Computer Programming as an Art (1974) [pdf] - brudgers
http://awards.acm.org/images/awards/140/articles/7143252.pdf

======
michaelwww
_When I speak about computer programming as an art, I am thinking primarily of
it as an art form, in an aesthetic sense. The chief goal of my work as
educator and author is to help people learn how to write beautiful programs._

 _When we apply our own prejudices to "reform" someone else's taste, we may be
unconsciously denying him some entirely legitimate pleasure. That's why I
don't condemn a lot of things programmers do, even though I would never enjoy
doing them myself. The important thing is that they are creating something
they feel is beautiful._

 _I want to address my closing remarks to the system programmers and the
machine designers who produce the systems that the rest of us must work with.
Please, give us tools that are a pleasure to use, especially for our routine
assignments, instead of providing something we have to fight with. Please,
give us tools that encourage us to write better programs, by enhancing our
pleasure when we do so._

Since JavaScript vs. TypeScript vs. Dart are on my mind, I just want to
mention that I have little complaint with JavaScript as a language, mostly
with the tooling. My style is to shape and rework a program until I feel it is
both correct and elegant, by my taste. Automatic error checking, refactoring
and componentization are important to me. When those things are missing, I'm
wasting time doing it manually and feel frustrated that I shouldn't have to do
this, like building a house with a hammer and a hand saw when I could be using
a nail gun and a power saw. I'm not in it for the joy of hammering and
nailing, I'm in it to build a nice house.

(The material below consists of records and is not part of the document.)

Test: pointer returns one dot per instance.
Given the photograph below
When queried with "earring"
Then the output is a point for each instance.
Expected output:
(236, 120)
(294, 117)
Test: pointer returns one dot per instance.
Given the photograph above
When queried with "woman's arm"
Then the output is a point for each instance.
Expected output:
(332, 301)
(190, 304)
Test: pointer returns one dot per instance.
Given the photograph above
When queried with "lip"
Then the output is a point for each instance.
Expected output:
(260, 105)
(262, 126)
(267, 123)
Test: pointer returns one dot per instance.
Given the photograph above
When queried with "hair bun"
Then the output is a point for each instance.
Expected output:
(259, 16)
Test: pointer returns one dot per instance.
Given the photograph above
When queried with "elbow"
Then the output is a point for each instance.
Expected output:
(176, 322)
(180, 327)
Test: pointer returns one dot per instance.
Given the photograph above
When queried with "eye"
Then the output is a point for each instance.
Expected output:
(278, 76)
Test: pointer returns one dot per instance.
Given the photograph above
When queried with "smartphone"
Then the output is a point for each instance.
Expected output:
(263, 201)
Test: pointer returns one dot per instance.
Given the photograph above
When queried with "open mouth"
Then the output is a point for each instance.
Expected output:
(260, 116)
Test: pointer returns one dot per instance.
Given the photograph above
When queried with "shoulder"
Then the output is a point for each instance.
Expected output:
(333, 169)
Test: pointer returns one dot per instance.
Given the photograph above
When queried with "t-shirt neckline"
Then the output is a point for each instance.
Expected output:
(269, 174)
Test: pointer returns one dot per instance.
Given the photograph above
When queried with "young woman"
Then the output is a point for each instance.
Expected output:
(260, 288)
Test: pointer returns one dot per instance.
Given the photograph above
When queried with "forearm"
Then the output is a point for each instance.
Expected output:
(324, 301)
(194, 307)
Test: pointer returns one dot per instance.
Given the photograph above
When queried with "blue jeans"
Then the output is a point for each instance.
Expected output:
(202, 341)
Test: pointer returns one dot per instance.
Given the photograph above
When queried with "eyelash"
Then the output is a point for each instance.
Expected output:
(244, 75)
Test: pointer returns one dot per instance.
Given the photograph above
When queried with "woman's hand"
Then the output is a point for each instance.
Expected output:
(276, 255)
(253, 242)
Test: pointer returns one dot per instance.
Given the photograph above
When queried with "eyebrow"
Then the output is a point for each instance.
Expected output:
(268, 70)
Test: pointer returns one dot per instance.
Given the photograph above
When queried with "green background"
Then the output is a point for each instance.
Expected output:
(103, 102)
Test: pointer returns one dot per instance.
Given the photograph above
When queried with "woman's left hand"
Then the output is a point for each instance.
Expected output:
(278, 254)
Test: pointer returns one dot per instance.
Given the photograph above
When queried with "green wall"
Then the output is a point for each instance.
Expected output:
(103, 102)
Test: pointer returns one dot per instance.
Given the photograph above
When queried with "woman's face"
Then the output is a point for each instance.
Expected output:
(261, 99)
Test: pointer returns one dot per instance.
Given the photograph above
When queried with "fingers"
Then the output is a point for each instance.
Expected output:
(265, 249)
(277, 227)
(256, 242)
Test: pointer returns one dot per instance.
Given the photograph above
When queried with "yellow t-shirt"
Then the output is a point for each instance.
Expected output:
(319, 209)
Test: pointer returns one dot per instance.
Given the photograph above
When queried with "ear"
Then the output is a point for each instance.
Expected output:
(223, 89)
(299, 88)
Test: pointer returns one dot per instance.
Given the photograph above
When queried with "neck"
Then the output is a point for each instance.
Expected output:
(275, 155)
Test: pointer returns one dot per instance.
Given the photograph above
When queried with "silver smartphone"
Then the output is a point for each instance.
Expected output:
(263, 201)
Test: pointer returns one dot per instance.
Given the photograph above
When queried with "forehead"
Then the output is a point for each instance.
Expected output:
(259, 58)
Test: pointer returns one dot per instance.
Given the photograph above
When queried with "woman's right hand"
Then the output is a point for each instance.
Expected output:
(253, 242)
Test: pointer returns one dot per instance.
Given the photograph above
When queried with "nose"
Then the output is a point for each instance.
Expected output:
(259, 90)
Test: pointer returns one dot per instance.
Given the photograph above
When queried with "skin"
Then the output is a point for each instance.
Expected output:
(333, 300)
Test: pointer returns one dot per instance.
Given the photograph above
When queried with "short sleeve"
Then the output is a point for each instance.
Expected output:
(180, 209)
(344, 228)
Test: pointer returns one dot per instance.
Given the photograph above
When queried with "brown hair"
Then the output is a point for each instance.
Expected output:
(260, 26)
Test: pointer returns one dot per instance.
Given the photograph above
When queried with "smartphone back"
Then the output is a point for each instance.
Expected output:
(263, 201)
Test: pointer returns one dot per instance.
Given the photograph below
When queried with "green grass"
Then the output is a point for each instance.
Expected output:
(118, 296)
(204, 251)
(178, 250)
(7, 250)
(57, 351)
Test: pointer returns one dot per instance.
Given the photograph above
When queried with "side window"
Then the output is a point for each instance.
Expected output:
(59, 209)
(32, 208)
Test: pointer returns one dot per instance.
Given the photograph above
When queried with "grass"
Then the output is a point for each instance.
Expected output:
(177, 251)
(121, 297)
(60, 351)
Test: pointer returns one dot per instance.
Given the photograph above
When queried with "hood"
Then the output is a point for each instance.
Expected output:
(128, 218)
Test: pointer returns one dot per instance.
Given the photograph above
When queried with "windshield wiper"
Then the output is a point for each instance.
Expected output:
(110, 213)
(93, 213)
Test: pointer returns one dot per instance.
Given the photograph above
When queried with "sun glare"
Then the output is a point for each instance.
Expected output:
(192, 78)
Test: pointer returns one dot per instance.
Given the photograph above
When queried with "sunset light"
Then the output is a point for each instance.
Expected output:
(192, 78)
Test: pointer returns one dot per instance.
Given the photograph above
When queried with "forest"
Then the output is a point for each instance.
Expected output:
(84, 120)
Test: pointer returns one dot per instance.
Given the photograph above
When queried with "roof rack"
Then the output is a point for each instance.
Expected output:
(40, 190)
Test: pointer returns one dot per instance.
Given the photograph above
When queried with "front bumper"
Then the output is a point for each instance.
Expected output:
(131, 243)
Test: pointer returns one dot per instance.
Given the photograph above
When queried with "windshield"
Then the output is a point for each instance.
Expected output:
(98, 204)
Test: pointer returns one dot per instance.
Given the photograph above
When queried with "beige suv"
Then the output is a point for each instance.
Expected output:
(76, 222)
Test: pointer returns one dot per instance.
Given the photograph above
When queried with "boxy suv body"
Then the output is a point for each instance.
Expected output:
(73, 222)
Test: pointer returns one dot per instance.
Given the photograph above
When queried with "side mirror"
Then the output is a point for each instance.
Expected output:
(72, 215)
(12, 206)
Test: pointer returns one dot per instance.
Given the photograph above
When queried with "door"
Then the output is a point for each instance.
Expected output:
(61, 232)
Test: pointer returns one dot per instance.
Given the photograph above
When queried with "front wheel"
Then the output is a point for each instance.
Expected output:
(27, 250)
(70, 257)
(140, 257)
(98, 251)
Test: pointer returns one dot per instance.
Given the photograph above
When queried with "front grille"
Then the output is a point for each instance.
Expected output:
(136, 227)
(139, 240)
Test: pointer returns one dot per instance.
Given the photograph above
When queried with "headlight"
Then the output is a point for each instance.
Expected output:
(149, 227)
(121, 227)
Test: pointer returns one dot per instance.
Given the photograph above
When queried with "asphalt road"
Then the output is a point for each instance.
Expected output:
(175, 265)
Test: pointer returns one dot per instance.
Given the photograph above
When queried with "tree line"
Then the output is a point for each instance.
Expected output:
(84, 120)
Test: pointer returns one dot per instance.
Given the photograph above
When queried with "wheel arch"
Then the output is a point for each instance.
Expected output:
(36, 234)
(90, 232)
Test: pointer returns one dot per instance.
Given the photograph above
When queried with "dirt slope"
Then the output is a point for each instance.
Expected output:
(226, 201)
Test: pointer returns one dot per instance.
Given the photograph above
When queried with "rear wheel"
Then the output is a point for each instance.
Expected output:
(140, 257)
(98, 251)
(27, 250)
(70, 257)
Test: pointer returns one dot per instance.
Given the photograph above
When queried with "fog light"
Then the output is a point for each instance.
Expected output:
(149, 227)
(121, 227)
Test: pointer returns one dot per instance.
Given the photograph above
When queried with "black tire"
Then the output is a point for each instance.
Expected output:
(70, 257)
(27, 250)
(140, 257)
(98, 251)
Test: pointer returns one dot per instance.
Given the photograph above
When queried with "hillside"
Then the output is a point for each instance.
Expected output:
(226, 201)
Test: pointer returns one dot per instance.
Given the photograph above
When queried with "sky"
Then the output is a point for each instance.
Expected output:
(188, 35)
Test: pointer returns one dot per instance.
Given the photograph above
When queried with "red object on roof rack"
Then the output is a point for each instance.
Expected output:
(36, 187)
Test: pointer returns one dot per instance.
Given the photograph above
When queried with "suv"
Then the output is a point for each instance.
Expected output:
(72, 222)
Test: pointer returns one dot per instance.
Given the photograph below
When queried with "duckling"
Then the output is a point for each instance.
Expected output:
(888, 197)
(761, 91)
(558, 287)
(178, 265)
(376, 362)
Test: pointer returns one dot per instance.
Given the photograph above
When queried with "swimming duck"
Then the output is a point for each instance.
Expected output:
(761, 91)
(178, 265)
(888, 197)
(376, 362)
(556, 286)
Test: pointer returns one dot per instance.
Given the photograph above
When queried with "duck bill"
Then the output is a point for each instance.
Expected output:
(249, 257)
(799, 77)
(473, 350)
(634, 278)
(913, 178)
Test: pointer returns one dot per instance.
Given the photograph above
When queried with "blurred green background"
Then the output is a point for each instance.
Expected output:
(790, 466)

Note to Dart developers: forget about the advanced language features. Those
can wait to version 1.1. Just ship 1.0 as a more pleasurable way to write
JavaScript. That's how I'm using it and I suspect this will be attractive to a
lot of frustrated JavaScript developers. The evolution of C# took a decade.
You don't need to do it all at once. I'm guessing the constant changes to the
language are frustrating your tool developers.

------
yankoff
I really enjoyed reading this paper.

 _We shouldn't live in the lap of luxury all the time, since that tends to
make us lethargic. The art of tackling miniproblems with all our energy will
sharpen our talents for the real problems, and the experience will help us to
get more pleasure from our accomplishments on less restricted equipment._

------
endlessvoid94
This is indeed excellent.

How might this impact the teams of programmers around the world? In a fine art
like playing an instrument as part of a symphony, how do you balance a "style"
that you feel is beautiful with other programmers who might not feel the same
way you do?

Is it unhealthy to spend your days entrenched in code you find "bad", that is
to say, code you don't feel is beautiful? Does it stunt your own sense of
taste and style?